Recoil on LCP is not a problem.


----------



## mactex

My only issue with the LCP is the trigger guard smacks my trigger finger rather hard. I blame it on my bear paw hands since my neighbor loves it.


----------



## Razorback58

I finally got to shoot mine for the first time today. It has quite a bit of recoil, but nothing that isn't manageable. I fired about 70 rounds through it with no problems. As for the "pinky" extension, that must refer to someone with pretty small hands as I have the extension on my magazine and it only allows me to have two complete fingers around the weapon! :smt082


----------



## fudo

I have 2 LCP's and big hands. Recoil is no problem at all.


----------



## chuckroast

*Review of Ruger LCP*

The recoil is not bad. I own the LCP and a P3AT. I like both. The LCP had to be recalled, but they did their job.

Full review at this link:
http://chuckraymer.wordpress.com/

Plus other handgun reviews.


----------



## Teuthis

What recoil?


----------



## PX

FWIW:

I don't think the recoil of the LCP is bad at all. I'm a runt (vertically challenged), 155lbs and a senior citizen too boot. (67)

My previous daily carry pistol was by beloved Seecamp LWS380, but truthfully that little sucker has, IMO, pretty harsh recoil and trigger finger slap.

I recently purchase my LCP and after shooting the fine Seecamp and the little Ruger "head to head" I have basically retired the LWS380 to "special occasion" duty.. 

IMO there is no finer, higher quality 380cal. pistol than the Seecamp LSW380, but the extremely tiny size, & short grip almost mandate harsh recoil, and I'd just about as soon bite my tongue or hit my funny bone than shoot the sucker.. There ARE times when only a Seecamp can make the trip, and tiny, and absolutely reliable they are.

But for daily cc, I'm quite taken with the LCP.. Add a CT Laser to one, and it's even better.

I assure you excessive recoil with the Ruger LCP is NOT a problem for most folks... 
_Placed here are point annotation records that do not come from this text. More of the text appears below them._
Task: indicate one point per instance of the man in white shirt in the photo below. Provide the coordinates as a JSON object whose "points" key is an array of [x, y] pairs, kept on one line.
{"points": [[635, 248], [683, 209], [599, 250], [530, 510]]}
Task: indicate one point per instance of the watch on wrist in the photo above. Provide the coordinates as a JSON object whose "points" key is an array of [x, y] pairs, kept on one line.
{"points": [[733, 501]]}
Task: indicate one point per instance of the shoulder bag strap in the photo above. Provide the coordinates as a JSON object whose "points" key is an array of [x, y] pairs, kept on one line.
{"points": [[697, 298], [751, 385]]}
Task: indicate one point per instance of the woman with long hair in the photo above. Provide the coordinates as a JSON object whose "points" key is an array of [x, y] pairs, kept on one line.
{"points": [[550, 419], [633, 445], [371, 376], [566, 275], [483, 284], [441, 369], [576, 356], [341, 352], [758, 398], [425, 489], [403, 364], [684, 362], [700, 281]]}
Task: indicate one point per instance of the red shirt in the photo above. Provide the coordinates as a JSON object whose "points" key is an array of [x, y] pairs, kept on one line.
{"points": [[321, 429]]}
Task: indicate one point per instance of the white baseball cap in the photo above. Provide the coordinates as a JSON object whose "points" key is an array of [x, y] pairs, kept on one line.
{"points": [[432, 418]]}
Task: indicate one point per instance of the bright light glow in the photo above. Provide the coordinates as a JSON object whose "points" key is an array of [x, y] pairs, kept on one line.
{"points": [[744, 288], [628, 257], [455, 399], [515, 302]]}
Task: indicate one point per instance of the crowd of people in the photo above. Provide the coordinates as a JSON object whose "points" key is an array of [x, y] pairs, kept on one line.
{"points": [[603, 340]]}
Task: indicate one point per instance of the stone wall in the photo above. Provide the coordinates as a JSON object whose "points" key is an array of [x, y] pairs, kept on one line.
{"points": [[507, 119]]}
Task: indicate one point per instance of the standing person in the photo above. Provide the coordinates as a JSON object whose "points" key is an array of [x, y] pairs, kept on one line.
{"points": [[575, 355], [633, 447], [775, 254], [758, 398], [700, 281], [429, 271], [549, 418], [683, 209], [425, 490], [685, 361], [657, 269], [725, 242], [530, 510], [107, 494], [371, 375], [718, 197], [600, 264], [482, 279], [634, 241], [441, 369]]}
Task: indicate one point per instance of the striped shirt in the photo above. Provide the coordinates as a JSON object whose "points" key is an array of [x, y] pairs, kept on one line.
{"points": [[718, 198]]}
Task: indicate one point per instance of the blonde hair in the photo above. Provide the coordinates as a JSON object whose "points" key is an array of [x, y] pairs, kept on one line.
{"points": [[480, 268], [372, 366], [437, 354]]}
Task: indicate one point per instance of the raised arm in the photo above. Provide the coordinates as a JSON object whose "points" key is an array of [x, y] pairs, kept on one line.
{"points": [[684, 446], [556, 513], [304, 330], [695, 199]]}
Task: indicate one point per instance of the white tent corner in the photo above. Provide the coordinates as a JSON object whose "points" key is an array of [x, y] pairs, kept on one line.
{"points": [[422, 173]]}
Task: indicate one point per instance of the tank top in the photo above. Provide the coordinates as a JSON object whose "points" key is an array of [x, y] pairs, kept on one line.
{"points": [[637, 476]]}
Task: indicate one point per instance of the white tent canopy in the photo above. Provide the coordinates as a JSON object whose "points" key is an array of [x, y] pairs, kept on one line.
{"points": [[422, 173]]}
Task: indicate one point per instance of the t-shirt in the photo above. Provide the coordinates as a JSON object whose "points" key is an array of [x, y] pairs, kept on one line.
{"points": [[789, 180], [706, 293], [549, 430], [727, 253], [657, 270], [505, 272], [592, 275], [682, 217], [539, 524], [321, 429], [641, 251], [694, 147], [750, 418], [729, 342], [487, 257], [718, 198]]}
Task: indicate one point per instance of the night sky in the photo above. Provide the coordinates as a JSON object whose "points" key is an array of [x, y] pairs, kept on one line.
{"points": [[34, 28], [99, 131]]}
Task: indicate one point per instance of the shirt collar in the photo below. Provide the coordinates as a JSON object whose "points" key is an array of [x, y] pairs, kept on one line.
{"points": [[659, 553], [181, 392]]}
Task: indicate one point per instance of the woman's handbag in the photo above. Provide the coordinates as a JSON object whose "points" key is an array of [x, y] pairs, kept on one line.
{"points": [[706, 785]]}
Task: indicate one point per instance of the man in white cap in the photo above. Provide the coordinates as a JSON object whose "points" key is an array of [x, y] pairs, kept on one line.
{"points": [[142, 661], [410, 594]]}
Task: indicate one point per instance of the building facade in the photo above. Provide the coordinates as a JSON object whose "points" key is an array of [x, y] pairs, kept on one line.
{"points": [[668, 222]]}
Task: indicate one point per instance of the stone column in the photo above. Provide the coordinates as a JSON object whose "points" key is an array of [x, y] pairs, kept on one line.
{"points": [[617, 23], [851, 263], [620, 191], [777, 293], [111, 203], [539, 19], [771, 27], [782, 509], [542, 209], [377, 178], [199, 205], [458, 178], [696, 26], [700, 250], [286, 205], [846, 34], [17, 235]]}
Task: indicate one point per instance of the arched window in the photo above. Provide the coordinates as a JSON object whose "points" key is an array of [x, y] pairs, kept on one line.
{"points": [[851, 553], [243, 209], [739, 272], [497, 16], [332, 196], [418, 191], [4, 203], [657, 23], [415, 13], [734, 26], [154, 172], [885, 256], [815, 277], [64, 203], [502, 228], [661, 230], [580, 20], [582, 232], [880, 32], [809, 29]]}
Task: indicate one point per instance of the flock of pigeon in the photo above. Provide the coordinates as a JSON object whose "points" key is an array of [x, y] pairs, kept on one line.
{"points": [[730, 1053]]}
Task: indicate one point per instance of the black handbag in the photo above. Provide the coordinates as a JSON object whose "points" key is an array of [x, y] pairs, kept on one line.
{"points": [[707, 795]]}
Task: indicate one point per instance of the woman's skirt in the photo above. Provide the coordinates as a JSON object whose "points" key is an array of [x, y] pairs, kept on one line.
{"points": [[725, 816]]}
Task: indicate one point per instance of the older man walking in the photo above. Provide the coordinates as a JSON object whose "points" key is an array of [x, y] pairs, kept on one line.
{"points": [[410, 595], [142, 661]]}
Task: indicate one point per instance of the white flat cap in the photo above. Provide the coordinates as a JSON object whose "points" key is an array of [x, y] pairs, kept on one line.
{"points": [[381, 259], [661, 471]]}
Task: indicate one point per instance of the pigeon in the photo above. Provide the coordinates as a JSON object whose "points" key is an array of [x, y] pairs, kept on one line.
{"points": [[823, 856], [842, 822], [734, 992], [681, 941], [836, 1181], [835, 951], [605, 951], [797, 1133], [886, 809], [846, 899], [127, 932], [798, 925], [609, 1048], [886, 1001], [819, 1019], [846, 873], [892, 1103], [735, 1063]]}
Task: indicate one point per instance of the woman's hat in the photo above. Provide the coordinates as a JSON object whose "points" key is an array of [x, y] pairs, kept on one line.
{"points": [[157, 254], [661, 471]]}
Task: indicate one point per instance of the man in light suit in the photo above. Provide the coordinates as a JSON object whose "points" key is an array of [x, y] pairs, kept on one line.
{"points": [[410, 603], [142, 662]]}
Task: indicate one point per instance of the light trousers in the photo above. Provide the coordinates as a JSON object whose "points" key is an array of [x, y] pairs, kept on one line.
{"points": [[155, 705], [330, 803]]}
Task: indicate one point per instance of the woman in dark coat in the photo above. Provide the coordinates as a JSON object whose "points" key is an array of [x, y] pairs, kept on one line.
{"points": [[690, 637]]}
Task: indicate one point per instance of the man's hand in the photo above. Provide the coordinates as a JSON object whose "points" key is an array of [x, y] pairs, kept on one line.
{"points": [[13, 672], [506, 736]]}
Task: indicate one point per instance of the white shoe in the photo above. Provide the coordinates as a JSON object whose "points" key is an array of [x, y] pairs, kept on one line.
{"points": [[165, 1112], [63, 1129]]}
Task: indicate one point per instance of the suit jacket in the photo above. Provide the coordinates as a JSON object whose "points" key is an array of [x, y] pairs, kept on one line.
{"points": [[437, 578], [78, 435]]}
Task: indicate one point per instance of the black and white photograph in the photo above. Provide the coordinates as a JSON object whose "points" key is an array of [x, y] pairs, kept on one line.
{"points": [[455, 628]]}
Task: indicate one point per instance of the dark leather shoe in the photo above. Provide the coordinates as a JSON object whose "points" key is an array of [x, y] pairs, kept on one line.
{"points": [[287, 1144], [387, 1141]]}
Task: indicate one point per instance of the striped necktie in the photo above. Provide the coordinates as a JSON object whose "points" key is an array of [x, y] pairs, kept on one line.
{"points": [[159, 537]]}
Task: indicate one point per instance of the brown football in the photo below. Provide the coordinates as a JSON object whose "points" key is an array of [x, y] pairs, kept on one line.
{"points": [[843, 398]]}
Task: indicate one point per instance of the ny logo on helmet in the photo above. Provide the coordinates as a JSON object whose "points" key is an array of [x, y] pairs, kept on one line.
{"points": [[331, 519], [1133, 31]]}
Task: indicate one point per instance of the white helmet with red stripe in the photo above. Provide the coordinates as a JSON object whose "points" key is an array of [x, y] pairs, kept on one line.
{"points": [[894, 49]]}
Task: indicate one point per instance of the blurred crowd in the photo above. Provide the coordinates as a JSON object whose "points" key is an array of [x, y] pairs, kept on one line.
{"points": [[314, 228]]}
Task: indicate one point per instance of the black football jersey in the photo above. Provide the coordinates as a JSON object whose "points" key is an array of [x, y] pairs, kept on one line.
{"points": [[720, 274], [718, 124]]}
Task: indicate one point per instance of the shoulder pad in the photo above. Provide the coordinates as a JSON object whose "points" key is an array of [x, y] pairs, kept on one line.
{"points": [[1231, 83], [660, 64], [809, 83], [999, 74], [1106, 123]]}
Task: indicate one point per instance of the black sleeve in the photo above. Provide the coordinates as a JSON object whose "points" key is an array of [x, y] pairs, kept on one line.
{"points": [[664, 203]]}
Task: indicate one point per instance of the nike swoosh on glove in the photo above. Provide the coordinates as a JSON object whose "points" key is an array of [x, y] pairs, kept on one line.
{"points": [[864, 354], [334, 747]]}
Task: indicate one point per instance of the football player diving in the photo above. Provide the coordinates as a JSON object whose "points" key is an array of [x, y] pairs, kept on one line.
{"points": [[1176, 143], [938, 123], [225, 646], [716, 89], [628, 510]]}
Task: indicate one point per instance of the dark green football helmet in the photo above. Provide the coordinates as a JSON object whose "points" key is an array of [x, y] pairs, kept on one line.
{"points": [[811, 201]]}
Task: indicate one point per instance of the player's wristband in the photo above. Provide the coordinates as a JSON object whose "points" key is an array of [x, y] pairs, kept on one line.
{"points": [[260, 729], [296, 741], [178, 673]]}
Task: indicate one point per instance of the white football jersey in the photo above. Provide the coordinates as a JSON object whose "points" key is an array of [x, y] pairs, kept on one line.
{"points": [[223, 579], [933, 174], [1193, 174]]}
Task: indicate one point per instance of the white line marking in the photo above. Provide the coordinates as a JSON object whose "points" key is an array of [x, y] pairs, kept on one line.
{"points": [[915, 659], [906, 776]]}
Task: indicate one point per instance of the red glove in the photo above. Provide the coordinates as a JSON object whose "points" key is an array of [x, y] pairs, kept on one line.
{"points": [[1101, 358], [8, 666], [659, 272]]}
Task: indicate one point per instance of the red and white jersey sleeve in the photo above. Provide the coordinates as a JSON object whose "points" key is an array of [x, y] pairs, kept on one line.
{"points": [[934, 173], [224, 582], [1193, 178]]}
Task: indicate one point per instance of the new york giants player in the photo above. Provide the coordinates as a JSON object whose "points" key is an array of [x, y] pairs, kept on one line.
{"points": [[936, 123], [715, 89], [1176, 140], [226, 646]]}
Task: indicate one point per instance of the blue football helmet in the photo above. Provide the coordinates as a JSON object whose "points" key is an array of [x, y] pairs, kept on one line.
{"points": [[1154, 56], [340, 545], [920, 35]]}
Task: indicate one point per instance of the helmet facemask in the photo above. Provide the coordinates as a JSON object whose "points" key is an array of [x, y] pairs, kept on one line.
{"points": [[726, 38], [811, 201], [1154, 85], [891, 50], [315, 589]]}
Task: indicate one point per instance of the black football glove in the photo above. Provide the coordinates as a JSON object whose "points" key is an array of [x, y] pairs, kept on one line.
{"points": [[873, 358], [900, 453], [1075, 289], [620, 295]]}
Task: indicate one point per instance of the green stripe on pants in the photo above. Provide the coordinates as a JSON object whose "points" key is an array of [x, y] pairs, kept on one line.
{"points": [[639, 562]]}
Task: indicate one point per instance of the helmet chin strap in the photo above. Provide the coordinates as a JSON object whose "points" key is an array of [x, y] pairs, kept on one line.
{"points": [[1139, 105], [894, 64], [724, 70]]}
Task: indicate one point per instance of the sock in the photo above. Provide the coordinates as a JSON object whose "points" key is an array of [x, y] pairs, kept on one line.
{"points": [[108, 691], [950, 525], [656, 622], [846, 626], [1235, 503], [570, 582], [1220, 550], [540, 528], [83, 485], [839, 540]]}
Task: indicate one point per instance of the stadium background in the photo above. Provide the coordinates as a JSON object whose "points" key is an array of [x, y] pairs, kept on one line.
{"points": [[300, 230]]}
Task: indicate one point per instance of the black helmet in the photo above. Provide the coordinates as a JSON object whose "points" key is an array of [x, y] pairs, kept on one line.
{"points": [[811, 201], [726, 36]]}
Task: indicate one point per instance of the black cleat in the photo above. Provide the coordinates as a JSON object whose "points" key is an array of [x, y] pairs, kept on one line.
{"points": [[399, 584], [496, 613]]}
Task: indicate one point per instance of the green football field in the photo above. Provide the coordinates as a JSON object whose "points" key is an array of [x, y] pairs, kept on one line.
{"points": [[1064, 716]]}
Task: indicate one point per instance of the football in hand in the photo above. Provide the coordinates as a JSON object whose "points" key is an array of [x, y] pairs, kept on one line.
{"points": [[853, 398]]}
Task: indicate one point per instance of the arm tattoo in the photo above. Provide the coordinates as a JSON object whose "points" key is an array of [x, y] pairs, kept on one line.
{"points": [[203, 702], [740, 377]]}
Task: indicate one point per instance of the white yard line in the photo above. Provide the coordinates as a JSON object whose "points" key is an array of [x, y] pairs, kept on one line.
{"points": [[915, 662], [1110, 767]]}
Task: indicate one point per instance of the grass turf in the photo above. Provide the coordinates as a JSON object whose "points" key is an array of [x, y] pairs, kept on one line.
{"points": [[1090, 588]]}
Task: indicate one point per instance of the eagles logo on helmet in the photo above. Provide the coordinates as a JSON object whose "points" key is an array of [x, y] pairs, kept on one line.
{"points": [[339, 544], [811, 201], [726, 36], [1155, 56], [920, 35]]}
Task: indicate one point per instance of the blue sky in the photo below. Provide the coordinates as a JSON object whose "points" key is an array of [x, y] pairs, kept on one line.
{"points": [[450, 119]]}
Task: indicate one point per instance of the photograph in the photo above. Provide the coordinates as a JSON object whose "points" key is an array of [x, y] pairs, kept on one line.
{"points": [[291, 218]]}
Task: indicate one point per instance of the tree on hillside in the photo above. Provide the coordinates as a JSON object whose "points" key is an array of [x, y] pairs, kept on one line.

Just personal opinion, no offense to those who might disagree.

Best Wishes,

jesse


----------



## holysmoke

I agree that the LCP recoil is very manageable. The issue that I have had to make adjustments for is the long trigger pull. Had to adjust the way I held the little bugger in order to "finish" the pull. That said, the LCP is a great little pocket gun. And, after all, it isn't a range gun. You only need to be comfortable enough with it to hit your target--up close and personal. I would add that the new Sig P238 has very little recoil, relatively speaking, but it costs more than twice as much and is half again as heavy as the LCP. As someone has already said, "Life is full of compromises."


----------